アンドロイド・ニューワールド
と、ひとしきりラテアートに感心したのは良いのですが。

私はそのとき、このラテアートの致命的な欠点に気づいてしまいました。

思えば、何故最初に気づかなかったのか、疑問です。

奏さんは、このことに気づいているのでしょうか?

気づいていないのだとしたら、とても傷つけてしまうかもしれません。

しかし、言わずに黙っておくことも出来ません。

「…奏さん」

と、私は満を持して奏さんに言いました。

「何?どうかした?」

「私、今気づいたんですが」

「何に?」

「どんなに精巧なラテアートを作ってもらおうと、素晴らしいナスカの地上絵だろうと、リアルなナイルワニだろうと…所詮、これは飲み物です」

「う、うん…?」

「この精巧なラテアートの下には、ただのコーヒーしか入っていないんです。
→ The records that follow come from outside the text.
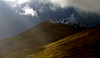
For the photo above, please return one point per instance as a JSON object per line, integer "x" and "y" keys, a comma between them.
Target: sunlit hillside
{"x": 42, "y": 34}
{"x": 85, "y": 44}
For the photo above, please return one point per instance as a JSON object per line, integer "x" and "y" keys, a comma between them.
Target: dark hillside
{"x": 44, "y": 33}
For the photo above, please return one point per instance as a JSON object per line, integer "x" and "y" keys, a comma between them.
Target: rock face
{"x": 85, "y": 44}
{"x": 44, "y": 33}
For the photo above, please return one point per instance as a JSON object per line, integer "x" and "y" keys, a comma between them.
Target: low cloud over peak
{"x": 92, "y": 6}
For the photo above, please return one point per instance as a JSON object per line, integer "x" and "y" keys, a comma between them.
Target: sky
{"x": 17, "y": 16}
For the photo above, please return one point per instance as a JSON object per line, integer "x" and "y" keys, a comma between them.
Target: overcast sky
{"x": 17, "y": 16}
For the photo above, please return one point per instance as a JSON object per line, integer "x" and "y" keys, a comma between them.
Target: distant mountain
{"x": 44, "y": 33}
{"x": 85, "y": 44}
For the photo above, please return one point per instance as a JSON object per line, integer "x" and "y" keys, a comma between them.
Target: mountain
{"x": 85, "y": 44}
{"x": 42, "y": 34}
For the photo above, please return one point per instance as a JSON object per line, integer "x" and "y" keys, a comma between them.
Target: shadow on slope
{"x": 85, "y": 44}
{"x": 44, "y": 33}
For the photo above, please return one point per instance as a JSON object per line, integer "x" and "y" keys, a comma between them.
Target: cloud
{"x": 28, "y": 11}
{"x": 22, "y": 7}
{"x": 92, "y": 6}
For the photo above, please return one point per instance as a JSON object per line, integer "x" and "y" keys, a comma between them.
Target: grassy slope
{"x": 23, "y": 44}
{"x": 85, "y": 44}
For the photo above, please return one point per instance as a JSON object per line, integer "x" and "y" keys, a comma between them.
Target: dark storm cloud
{"x": 92, "y": 6}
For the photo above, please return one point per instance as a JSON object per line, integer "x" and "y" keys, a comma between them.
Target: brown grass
{"x": 85, "y": 44}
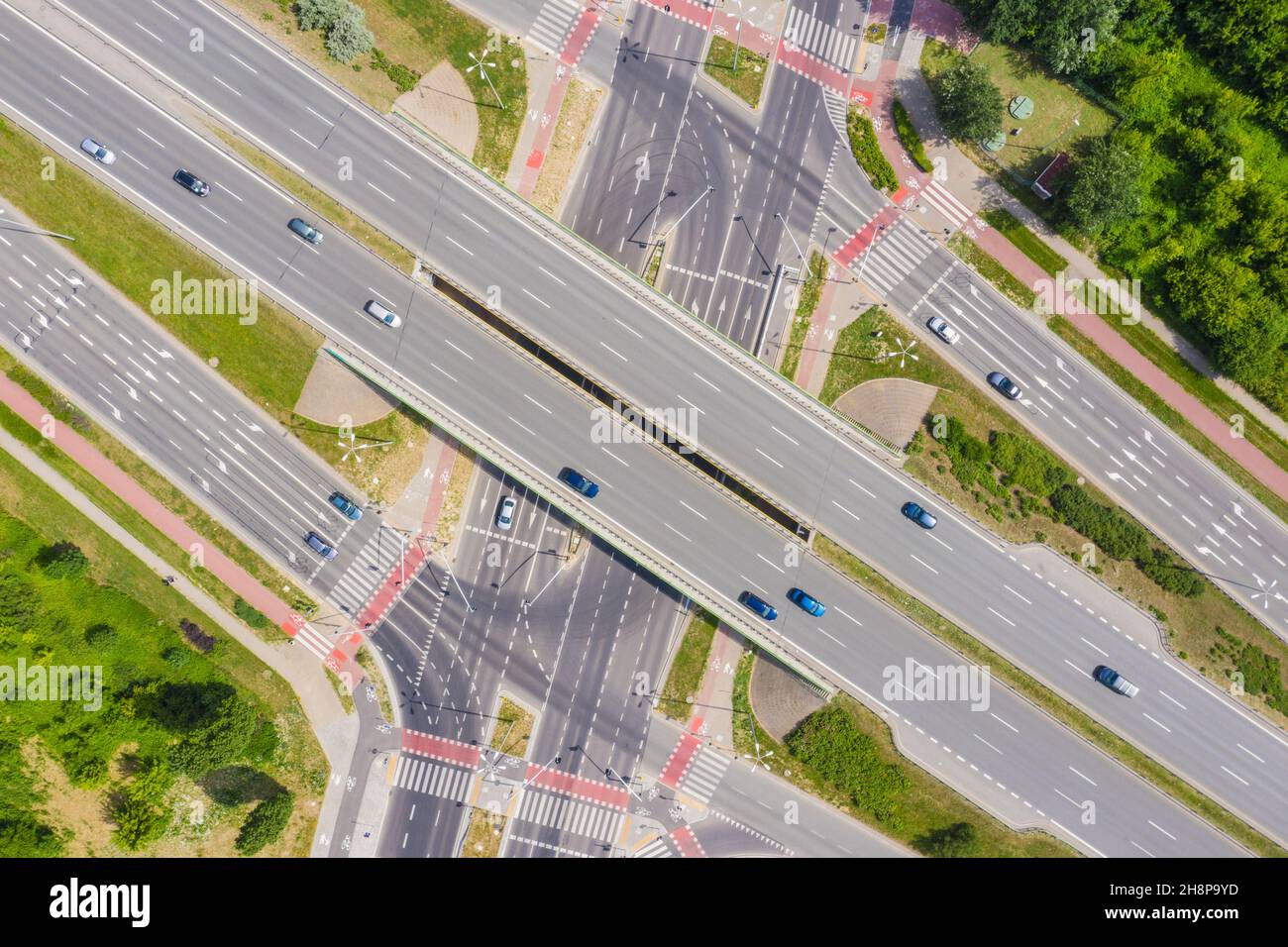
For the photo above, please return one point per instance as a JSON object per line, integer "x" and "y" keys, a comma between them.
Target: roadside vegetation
{"x": 910, "y": 138}
{"x": 747, "y": 80}
{"x": 387, "y": 249}
{"x": 845, "y": 755}
{"x": 408, "y": 39}
{"x": 978, "y": 458}
{"x": 155, "y": 483}
{"x": 806, "y": 302}
{"x": 867, "y": 151}
{"x": 688, "y": 667}
{"x": 192, "y": 735}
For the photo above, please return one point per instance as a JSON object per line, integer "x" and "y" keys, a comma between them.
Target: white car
{"x": 386, "y": 316}
{"x": 939, "y": 326}
{"x": 505, "y": 514}
{"x": 99, "y": 153}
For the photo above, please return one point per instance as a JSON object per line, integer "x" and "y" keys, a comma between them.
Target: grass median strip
{"x": 747, "y": 80}
{"x": 335, "y": 213}
{"x": 1043, "y": 697}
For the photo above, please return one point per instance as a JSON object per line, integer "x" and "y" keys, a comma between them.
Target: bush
{"x": 867, "y": 151}
{"x": 349, "y": 37}
{"x": 62, "y": 561}
{"x": 249, "y": 613}
{"x": 910, "y": 138}
{"x": 266, "y": 823}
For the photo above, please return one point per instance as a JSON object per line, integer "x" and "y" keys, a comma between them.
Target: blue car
{"x": 321, "y": 547}
{"x": 921, "y": 517}
{"x": 807, "y": 602}
{"x": 346, "y": 505}
{"x": 759, "y": 605}
{"x": 580, "y": 483}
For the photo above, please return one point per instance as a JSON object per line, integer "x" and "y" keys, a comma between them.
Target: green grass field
{"x": 747, "y": 80}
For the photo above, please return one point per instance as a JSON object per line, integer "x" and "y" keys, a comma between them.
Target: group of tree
{"x": 1189, "y": 193}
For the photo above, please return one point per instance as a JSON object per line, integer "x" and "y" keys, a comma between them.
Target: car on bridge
{"x": 580, "y": 483}
{"x": 759, "y": 605}
{"x": 918, "y": 514}
{"x": 346, "y": 505}
{"x": 1112, "y": 680}
{"x": 802, "y": 598}
{"x": 321, "y": 547}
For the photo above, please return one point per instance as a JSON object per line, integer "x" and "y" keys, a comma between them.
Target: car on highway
{"x": 321, "y": 547}
{"x": 580, "y": 483}
{"x": 310, "y": 234}
{"x": 378, "y": 312}
{"x": 505, "y": 513}
{"x": 1004, "y": 384}
{"x": 1112, "y": 680}
{"x": 99, "y": 153}
{"x": 759, "y": 605}
{"x": 918, "y": 514}
{"x": 802, "y": 598}
{"x": 346, "y": 505}
{"x": 939, "y": 326}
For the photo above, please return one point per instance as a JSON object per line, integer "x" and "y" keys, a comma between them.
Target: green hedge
{"x": 910, "y": 138}
{"x": 867, "y": 151}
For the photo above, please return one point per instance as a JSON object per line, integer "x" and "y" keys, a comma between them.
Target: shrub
{"x": 249, "y": 613}
{"x": 266, "y": 823}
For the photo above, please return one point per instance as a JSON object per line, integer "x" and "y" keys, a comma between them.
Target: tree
{"x": 970, "y": 106}
{"x": 1106, "y": 188}
{"x": 349, "y": 37}
{"x": 265, "y": 823}
{"x": 320, "y": 14}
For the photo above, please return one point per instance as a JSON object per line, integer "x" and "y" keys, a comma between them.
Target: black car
{"x": 192, "y": 182}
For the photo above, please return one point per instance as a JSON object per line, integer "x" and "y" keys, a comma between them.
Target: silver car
{"x": 939, "y": 326}
{"x": 99, "y": 153}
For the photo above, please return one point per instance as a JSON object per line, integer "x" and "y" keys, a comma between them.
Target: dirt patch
{"x": 333, "y": 390}
{"x": 893, "y": 407}
{"x": 575, "y": 119}
{"x": 443, "y": 103}
{"x": 781, "y": 698}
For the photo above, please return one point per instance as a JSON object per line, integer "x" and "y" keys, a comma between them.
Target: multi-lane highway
{"x": 725, "y": 545}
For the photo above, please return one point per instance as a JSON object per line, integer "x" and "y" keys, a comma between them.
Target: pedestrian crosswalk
{"x": 369, "y": 567}
{"x": 553, "y": 24}
{"x": 432, "y": 779}
{"x": 819, "y": 40}
{"x": 655, "y": 849}
{"x": 703, "y": 775}
{"x": 893, "y": 257}
{"x": 941, "y": 200}
{"x": 571, "y": 815}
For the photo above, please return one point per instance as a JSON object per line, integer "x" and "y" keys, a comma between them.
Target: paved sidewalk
{"x": 970, "y": 189}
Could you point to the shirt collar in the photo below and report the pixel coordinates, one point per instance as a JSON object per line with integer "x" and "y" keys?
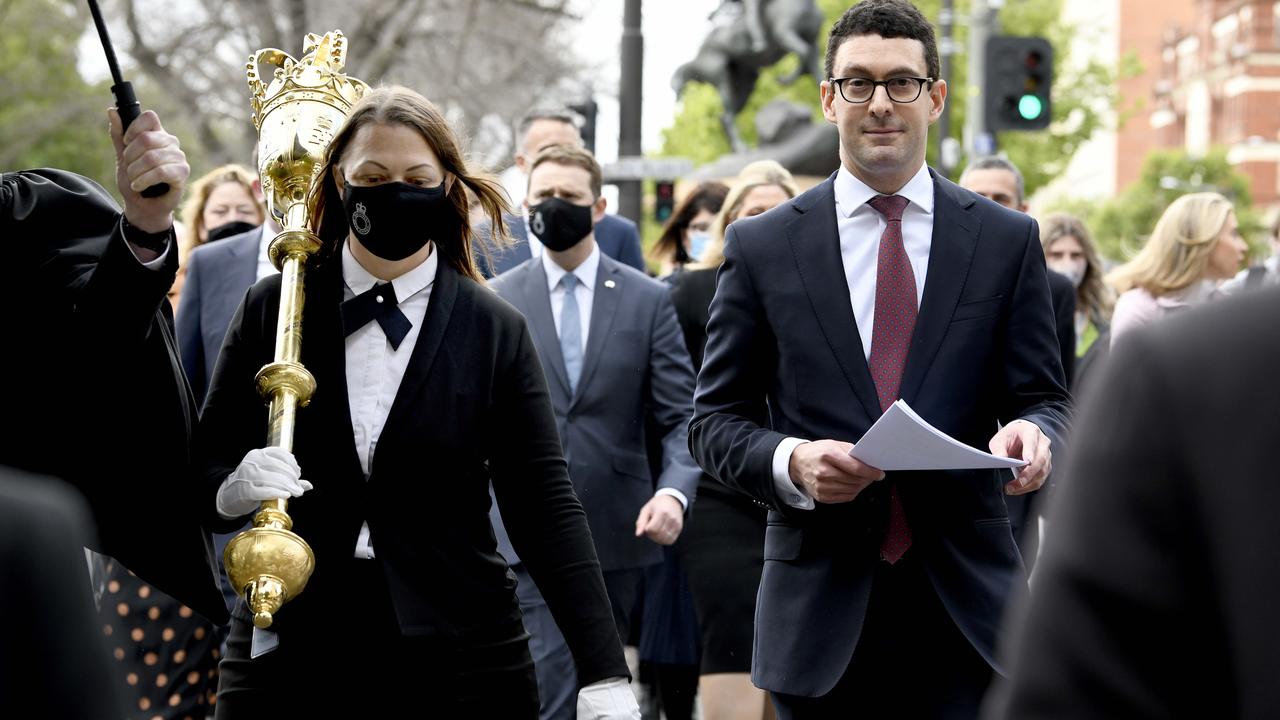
{"x": 853, "y": 194}
{"x": 585, "y": 272}
{"x": 406, "y": 286}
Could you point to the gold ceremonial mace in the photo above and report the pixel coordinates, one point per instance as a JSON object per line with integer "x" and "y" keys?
{"x": 296, "y": 113}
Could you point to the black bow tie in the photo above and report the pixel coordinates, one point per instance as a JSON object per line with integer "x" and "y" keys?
{"x": 376, "y": 304}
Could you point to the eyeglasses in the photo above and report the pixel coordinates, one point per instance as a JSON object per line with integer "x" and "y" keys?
{"x": 899, "y": 89}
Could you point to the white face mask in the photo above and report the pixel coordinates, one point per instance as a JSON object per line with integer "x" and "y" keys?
{"x": 698, "y": 242}
{"x": 1074, "y": 272}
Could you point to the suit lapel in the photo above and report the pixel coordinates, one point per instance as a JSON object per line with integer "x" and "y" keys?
{"x": 955, "y": 236}
{"x": 814, "y": 240}
{"x": 609, "y": 286}
{"x": 439, "y": 310}
{"x": 535, "y": 301}
{"x": 324, "y": 349}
そしてそのコーヒーを飲もうとしたら…」

と、私は言いました。

身も震える思いです。

「…マグカップを傾けた時点で、ナスカの地上絵が消えてしまいます」

「…うん。そんな青ざめた顔しなくても…。当然分かってるものだと思ってたよ」

と、奏さんは言いました。

奏さんは気づいていたのですね。この残酷な事実に。

「まさか、ナスカの地上絵が消されてしまうことになるとは…。これは歴史上において、非常に重大な損失になります」

「…うん。そんな壮大な話ではないと思うよ。それ、ただのラテアートだから」

「まさかナスカの地上絵が消されてしまうとは…!人類の叡智とは、こんなに儚いものだったのですか?」

「…うん。全然話聞いてないね」

と、奏さんは小声で言いました。

「消えゆく定めだというのですね…。しかし、仕方のないことです。どんなに偉大な発見や発明であろうとも、日の目を浴びることなく消えていく…。我々が気づいていないだけで、そんな事例は山程あるのでしょう」

「…うん…」

「短い出会いでした。そして、尊い出会いでした。ここでこの素晴らしい地上絵が消えてしまっても、私の記憶の中には、確かに残ります。そして私の記憶に残る限り、その存在は完全に消えたことには…」

「あの、瑠璃華さん」

「なりません。永遠に、私の記憶の中で存在し続けることでしょ、」

「記憶の中に残せば良いのは確かだけど、その前に写真を撮って残すのはどうかな」

…と、奏さんは言いました。

…その手がありましたか。

全く思いもよりませんでした。

「…奏さん。あなた、もしかして天才ですか?」

「…」

「あなたには発明家の才能がありますね。就職先にお困りなら、『Neo Sanctus Floralia』を紹介しますね」

「…それは結構です…」

と、奏さんは言いました。

辞退されてしまいました。残念です。